Oregon Public Broadcasting and KOIN-TV report that the statue of York in Portland's Mt. Tabor park was knocked over and damaged overnight Tuesday into Wednesday.
The York statue appeared in the park under mysterious circumstances in February. The artist is unknown, and the bust was put up without formal permission.
A bust of York that mysteriously appeared in Portland’s Mount Tabor Park this spring has been toppled. https://t.co/SdIUO6gG2m— OPB (@OPB) July 28, 2021
The bust has been a point of political controversy, as it was put up in the spot where a statue that honored newspaper editor Harvey Scott once stood.
Scott, a former editor of The Oregonian, was a respected journalist in his time, but he was also opposed to some modern social norms like women's suffrage. The statue of Scott was toppled in October amid months of protest following the death of George Floyd.
Oregon Public Broadcasting says that city officials are hoping to salvage the bust of York.

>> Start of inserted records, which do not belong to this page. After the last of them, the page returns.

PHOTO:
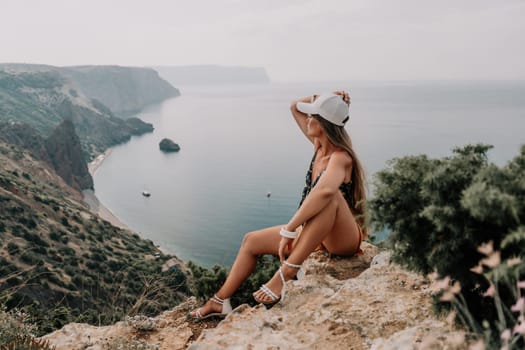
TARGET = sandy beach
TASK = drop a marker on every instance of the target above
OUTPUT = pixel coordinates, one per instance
(91, 199)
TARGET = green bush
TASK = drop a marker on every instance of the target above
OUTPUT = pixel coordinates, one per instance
(439, 211)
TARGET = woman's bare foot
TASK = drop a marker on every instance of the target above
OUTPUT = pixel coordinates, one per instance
(275, 284)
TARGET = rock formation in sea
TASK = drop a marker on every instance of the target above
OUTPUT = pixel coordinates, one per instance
(362, 302)
(167, 145)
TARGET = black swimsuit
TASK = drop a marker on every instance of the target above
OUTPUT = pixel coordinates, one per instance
(345, 188)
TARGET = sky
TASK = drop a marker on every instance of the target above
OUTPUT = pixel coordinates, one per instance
(294, 40)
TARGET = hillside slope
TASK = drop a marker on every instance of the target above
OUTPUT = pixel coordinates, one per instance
(62, 264)
(43, 99)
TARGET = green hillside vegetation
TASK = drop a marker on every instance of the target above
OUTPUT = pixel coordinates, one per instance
(59, 263)
(464, 218)
(44, 99)
(124, 90)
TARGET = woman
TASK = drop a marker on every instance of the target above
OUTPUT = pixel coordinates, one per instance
(330, 216)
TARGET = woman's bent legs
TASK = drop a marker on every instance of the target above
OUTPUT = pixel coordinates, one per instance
(312, 234)
(265, 241)
(334, 226)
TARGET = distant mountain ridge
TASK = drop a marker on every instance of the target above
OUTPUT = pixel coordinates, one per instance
(61, 151)
(43, 99)
(60, 263)
(212, 75)
(124, 90)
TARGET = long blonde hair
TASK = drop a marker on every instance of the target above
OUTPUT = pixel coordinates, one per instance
(338, 136)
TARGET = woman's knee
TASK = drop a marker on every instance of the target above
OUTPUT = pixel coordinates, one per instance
(247, 241)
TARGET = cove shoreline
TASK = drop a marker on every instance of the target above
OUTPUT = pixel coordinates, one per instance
(97, 208)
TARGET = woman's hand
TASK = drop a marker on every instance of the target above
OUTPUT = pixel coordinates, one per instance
(285, 242)
(344, 95)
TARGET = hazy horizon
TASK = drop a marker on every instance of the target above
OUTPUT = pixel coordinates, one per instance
(310, 40)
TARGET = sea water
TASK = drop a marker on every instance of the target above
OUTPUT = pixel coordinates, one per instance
(240, 144)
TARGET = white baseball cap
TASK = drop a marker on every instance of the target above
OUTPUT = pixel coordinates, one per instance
(329, 106)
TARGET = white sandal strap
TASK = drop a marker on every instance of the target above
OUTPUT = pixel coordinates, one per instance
(292, 265)
(269, 293)
(283, 290)
(288, 234)
(217, 300)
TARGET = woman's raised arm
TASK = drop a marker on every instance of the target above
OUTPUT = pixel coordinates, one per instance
(300, 117)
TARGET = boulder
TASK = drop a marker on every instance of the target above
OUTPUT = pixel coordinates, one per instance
(167, 145)
(360, 302)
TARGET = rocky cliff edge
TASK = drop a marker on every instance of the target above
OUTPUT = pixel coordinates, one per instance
(363, 302)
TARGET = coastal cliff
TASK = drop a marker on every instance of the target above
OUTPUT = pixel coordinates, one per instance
(363, 302)
(60, 263)
(43, 99)
(124, 90)
(62, 151)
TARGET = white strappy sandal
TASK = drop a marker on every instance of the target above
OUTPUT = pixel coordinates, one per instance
(274, 297)
(226, 309)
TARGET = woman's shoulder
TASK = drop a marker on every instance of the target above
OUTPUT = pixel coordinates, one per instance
(341, 157)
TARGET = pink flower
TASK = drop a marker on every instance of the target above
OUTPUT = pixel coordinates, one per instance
(490, 292)
(513, 261)
(486, 248)
(456, 288)
(477, 269)
(518, 307)
(520, 328)
(478, 345)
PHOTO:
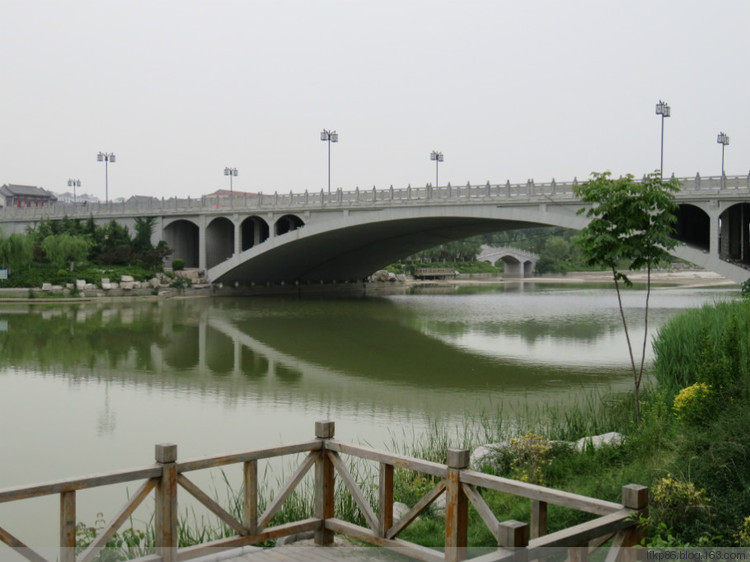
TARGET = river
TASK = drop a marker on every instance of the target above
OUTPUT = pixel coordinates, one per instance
(92, 386)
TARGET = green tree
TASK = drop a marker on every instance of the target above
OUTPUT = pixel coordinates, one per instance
(16, 251)
(65, 250)
(632, 223)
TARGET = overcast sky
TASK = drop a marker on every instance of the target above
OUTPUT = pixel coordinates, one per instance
(180, 89)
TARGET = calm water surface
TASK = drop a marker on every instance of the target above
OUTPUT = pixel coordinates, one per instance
(91, 387)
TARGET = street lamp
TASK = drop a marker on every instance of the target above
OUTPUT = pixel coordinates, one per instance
(106, 157)
(664, 110)
(723, 140)
(329, 136)
(437, 157)
(74, 184)
(231, 172)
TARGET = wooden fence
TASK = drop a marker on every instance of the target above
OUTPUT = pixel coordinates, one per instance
(325, 455)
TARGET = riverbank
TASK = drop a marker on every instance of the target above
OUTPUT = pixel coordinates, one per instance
(692, 278)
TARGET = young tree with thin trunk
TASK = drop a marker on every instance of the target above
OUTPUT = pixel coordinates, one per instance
(631, 228)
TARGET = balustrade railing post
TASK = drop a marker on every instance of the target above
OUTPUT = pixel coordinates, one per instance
(324, 484)
(165, 516)
(68, 526)
(456, 506)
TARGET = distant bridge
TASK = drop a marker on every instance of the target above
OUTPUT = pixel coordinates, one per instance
(518, 263)
(306, 238)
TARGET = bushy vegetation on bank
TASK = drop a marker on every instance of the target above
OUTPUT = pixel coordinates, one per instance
(692, 449)
(63, 251)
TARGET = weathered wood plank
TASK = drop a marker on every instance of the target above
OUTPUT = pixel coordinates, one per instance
(209, 502)
(418, 508)
(250, 499)
(581, 534)
(165, 512)
(538, 518)
(324, 495)
(68, 526)
(540, 493)
(190, 552)
(98, 543)
(72, 484)
(20, 547)
(399, 461)
(212, 462)
(408, 549)
(351, 485)
(282, 495)
(483, 510)
(385, 498)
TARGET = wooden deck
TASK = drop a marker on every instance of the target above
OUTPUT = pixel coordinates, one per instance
(309, 553)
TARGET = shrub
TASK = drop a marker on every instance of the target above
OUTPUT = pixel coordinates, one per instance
(693, 403)
(530, 453)
(677, 503)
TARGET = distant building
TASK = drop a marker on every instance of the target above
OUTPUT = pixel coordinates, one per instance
(12, 195)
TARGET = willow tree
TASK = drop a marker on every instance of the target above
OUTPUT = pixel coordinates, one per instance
(631, 228)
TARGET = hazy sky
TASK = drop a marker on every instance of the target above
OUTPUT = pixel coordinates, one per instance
(180, 89)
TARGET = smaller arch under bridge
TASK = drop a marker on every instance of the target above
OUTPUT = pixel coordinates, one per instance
(311, 238)
(518, 263)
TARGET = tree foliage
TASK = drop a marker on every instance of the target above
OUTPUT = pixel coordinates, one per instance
(65, 250)
(632, 223)
(16, 251)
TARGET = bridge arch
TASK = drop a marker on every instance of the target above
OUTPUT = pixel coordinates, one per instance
(183, 236)
(734, 237)
(287, 223)
(253, 230)
(693, 226)
(219, 240)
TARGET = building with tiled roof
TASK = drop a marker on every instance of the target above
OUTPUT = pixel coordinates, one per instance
(12, 195)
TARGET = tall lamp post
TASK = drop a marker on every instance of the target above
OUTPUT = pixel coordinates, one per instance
(106, 157)
(663, 109)
(437, 157)
(231, 172)
(723, 140)
(74, 184)
(329, 136)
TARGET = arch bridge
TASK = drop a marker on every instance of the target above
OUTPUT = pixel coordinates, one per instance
(312, 238)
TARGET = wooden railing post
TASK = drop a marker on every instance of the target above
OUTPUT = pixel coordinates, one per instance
(68, 526)
(165, 516)
(456, 506)
(538, 518)
(324, 484)
(635, 498)
(386, 498)
(250, 507)
(515, 535)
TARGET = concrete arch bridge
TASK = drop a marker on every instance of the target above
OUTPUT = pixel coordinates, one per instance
(313, 238)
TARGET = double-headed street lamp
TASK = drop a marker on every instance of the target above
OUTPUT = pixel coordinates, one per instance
(106, 157)
(723, 140)
(663, 109)
(437, 157)
(329, 136)
(231, 172)
(74, 184)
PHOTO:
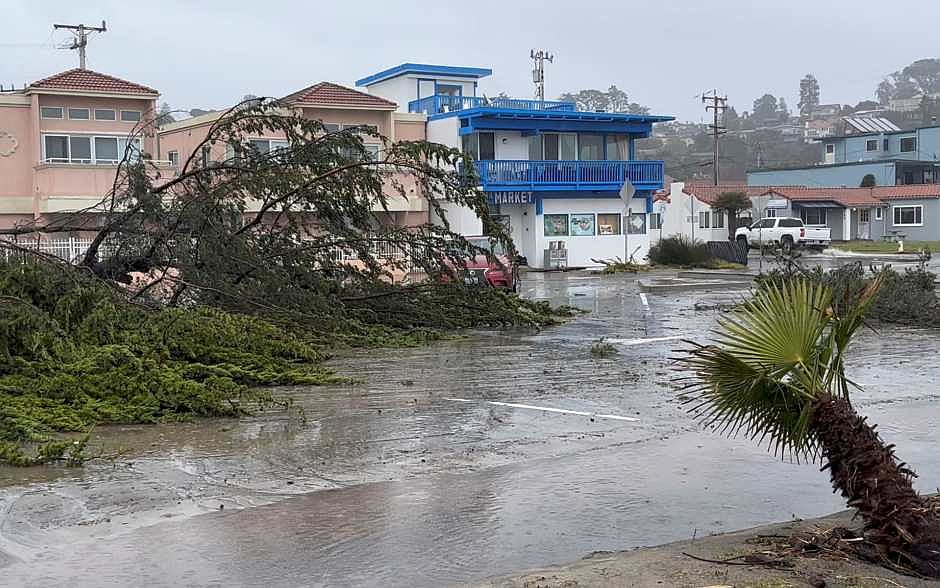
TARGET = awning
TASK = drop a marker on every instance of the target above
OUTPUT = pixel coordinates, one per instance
(818, 204)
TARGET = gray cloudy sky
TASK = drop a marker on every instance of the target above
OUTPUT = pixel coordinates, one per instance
(210, 53)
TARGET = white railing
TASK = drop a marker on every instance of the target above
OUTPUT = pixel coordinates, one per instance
(71, 249)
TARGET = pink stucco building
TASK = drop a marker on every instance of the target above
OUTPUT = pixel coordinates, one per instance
(337, 107)
(62, 138)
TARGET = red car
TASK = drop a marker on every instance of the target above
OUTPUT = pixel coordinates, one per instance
(482, 272)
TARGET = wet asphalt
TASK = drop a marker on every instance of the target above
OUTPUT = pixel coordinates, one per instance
(467, 458)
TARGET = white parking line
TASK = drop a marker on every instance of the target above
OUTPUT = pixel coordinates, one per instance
(615, 417)
(630, 342)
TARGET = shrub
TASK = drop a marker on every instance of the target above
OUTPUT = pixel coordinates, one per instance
(679, 250)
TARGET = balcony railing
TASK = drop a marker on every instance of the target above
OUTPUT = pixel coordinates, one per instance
(569, 175)
(441, 103)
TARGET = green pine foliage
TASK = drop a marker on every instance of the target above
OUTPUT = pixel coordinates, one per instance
(73, 354)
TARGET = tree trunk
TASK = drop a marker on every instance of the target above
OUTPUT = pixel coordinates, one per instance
(898, 521)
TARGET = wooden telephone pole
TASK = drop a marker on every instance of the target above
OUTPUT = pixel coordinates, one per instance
(717, 104)
(80, 42)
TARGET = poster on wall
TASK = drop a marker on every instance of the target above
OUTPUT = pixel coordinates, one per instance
(637, 224)
(582, 225)
(556, 225)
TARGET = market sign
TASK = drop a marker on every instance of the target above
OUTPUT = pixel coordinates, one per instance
(510, 197)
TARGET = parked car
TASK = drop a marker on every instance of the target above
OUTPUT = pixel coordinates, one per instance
(784, 232)
(480, 271)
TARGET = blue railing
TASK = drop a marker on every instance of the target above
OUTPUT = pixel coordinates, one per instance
(441, 103)
(569, 175)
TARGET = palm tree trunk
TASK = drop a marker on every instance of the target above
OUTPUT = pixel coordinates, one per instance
(867, 473)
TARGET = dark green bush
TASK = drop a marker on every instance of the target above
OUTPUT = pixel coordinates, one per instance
(680, 251)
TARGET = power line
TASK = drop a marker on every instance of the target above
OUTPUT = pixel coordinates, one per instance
(718, 106)
(80, 33)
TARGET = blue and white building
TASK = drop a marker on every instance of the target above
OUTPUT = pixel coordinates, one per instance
(552, 173)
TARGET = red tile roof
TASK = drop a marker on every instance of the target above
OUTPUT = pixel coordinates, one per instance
(86, 80)
(707, 193)
(860, 196)
(329, 94)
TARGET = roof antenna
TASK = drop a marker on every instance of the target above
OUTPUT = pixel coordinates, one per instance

"Unfortunately, the numerous racist responses to the memorial of a Black man forced to participate in the Corps of Discovery Expedition have not been a surprise," Portland Parks and Recreation Director Adena Long stated. "The latest act of vandalism is incredibly disappointing for me, and I'm sure the majority of Portlanders will miss seeing York at the top of Mt. Tabor."